If I need to moisten dryness (due to persistent heat), I typically add Tuber Ophiopogonis Japonici (Mai Dong) and/or Radix Trichosanthis Kirlowii (Tian Hua Fen) and may change Ginseng to Radix Pseudostellariae (Tai Zi Shen). If I need to rectify the qi more, I might add Rhizoma Cyperi Rotundi (Xiuang Fu), Radix Linderae Strychnifoliae (Wu Yao), and/or Radis Auklandiae Lappae (Mu Xiang) depending on where the qi stagnation is manifesting and how serious it is. If there is more phlegm, I might add Sclerotium Poriae Cocos (Fu Ling), Pericarpium Citri Reticulatae (Chen Pi), and/or Bulbus Fritillariae (Bei Mu). If the phlegm is in the chest annd/or throat, I will probably add Radix Playtcodi Grandiflori (Jie Geng). If there is phlegm nodulation, I will probably add some or all of Radix Scrophulariae Ningpoensis (Xuan Shen), Spica Prunellae Vulgaris (Xia Ku Cao), Concha Ostreae (Mu Li), Herba Sargassii (Hai Zao), Thallus Algae (Kun Bu), and Semen Citri Reticulatae (Ju He). If there is more dampness due to spleen vacuity, I might add Sclerotium Poriae Cocos (Fu Ling) and Rhizoma Atractylodis Macrocephalae (Bai Zhu). If the spirit is not quiet, I might add Os Draconis (Long Gu) and Concha Ostreae (Mu Li). If there is more qi vacuity, I will usually add Radix Astragali Membranacei (Huang Qi). If there is more heat, which medicinals I add will depend on the nature of the heat and where it is located. For instance for either damp heat or heat in the heart, stomach, and/or intestines, I will typically add Rhizoma Coptidis Chinensis (Huang Lian). If there is depressive heat causing vexation, I might choose Fructus Gardeniae Jasminoidis (Shan Zhi Zi). While if there is damp heat affecting the skin with itching, then Radix Sophorae Flavescentis (Ku Shen) and Cortex Radicis Dictamni Dasycarpi (Bai Xian Pi) might be good choices. And for wind heat evils affecting the throat, Fructus Arctii Lappae (Niu Bang Zi) and Radix Isatidis Seu Baphicacanthi (Ban Lan Gen) are often good choices.
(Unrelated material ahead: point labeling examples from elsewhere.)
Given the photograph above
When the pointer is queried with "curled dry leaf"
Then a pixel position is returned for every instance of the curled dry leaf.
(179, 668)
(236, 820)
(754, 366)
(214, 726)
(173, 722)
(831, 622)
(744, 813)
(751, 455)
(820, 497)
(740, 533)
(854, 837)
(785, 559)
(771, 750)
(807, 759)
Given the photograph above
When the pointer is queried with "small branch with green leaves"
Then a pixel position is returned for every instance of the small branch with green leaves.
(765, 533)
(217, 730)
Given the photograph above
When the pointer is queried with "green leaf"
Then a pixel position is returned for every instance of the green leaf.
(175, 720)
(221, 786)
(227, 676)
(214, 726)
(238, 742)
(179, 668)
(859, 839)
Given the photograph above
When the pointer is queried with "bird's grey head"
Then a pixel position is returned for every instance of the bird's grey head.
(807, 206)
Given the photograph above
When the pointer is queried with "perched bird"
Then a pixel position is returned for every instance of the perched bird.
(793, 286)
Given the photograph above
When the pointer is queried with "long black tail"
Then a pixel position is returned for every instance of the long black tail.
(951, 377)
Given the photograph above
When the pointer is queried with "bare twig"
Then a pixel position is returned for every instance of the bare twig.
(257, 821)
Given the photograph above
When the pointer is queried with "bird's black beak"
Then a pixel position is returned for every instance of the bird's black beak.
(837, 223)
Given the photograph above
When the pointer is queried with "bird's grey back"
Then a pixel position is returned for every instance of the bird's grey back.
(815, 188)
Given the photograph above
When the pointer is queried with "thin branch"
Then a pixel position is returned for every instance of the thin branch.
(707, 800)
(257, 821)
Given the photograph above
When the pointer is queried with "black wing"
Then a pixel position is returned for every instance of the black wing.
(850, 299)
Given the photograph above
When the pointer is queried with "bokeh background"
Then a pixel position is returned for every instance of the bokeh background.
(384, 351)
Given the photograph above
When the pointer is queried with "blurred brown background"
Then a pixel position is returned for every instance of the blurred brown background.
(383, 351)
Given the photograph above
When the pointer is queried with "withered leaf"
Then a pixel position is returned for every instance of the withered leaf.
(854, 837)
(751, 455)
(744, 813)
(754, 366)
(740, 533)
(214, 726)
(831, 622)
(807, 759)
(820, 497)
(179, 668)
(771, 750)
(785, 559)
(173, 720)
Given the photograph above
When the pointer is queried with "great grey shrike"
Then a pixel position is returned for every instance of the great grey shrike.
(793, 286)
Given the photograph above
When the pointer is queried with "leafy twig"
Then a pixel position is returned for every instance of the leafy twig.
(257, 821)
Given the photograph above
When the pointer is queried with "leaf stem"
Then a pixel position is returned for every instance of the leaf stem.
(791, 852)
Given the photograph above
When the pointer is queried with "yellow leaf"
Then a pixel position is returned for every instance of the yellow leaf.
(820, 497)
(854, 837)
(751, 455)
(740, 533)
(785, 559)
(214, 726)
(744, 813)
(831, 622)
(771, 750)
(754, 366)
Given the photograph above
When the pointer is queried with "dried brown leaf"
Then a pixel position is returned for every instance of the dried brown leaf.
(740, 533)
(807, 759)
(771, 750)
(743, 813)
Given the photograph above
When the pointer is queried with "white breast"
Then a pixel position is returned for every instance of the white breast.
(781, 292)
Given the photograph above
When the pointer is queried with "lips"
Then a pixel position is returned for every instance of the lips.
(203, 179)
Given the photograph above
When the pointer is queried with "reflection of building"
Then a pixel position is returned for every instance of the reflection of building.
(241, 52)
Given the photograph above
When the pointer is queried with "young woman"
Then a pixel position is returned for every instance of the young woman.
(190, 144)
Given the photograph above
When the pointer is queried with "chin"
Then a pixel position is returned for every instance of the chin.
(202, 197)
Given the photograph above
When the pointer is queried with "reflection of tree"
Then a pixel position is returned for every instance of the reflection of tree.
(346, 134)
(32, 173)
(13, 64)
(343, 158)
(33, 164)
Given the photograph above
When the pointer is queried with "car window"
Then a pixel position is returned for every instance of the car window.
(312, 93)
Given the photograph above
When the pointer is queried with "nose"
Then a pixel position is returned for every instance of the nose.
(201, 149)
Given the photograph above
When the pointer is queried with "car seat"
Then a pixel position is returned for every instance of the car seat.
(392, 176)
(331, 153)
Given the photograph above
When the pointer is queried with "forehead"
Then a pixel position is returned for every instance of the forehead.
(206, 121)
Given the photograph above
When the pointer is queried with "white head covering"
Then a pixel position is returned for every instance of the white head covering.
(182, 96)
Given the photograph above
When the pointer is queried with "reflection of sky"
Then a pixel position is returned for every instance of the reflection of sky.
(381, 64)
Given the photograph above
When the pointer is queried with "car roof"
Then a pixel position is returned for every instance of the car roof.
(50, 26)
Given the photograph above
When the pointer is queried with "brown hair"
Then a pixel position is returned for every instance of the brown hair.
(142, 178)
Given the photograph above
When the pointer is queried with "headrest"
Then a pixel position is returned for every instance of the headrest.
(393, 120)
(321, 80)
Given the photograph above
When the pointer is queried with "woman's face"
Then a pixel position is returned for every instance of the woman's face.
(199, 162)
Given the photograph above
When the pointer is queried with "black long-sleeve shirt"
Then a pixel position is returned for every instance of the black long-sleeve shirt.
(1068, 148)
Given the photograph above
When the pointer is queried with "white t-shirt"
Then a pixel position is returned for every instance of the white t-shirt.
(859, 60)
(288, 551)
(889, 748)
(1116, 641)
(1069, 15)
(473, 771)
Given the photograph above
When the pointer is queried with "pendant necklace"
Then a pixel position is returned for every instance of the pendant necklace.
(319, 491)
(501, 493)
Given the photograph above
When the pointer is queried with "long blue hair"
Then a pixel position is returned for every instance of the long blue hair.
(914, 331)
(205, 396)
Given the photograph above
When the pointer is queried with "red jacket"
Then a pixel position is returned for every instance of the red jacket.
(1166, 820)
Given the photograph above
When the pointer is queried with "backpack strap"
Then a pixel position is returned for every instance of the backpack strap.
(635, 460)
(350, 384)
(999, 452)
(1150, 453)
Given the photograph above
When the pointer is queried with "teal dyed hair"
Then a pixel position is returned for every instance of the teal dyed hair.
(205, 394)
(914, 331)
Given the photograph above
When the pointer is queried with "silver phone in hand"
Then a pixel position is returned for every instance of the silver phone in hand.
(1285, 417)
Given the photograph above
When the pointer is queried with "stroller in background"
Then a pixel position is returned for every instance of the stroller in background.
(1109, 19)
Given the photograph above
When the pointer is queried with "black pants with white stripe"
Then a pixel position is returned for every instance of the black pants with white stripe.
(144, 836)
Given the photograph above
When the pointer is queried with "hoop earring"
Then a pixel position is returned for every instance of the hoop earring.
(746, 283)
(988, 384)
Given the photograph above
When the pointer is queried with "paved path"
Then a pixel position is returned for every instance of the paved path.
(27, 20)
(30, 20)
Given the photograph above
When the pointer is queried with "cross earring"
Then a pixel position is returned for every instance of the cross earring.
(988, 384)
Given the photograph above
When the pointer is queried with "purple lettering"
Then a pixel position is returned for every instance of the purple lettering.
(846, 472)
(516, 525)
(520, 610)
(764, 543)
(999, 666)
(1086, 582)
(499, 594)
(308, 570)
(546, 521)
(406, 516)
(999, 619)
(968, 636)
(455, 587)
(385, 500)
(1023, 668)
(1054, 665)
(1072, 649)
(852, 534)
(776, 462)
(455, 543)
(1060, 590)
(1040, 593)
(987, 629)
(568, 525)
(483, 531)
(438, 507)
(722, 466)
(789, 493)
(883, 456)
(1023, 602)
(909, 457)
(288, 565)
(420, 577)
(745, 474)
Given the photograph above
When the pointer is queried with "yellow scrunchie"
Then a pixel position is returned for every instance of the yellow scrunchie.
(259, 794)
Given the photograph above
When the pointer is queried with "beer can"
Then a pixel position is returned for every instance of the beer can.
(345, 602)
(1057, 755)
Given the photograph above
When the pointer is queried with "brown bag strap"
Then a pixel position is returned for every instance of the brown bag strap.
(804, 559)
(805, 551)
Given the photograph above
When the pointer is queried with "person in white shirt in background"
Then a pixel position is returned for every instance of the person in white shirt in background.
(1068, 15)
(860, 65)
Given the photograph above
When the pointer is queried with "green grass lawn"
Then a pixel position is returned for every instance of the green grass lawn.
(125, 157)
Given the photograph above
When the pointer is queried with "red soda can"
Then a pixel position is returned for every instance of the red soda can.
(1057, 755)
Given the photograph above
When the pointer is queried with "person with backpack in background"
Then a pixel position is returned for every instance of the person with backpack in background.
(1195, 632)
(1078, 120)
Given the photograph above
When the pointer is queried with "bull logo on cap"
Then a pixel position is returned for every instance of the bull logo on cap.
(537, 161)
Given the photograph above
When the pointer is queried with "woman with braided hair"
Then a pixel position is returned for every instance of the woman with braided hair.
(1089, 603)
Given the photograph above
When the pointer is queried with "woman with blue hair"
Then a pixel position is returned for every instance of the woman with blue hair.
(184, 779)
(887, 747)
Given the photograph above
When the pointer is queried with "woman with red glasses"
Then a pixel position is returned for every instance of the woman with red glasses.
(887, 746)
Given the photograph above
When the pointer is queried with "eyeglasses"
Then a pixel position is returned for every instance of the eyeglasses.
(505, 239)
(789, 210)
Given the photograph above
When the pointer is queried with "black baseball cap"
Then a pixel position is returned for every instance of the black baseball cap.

In other words, this formula can be modified in numerous ways to fit large numbers of presenting situations. Since most patients with chronic diseases suffer from liver depression (The Heart Transmission of Medicine says, "In general, depression is part of any disease. If depression endures, it will generate disease. If a disease has endured, depression will be generated."), spleen vacuity ("Enduring disease damages the spleen."), and some kind of evil heat (viz. the theories of Liu Wan-su, Li Dong-yuan, and Zhu Dan-xi), this formula is an extremely useful one beyond just harmonizing the shao yang division.

Caveat: Although Minor Bupleurum is the most commonly prescribed Chinese medicinal formula in the world today and is extremely safe for a wide range of patients and conditions, it should not be used in tandem with Interferon therapy, as in certain types of cancer and chronic active hepatitis. Recently, several patients in Japan died from this combination due to liver failure. Until the exact mechanisms of this complication and all its co-factors are ascertained, I believe this caveat should be considered absolute.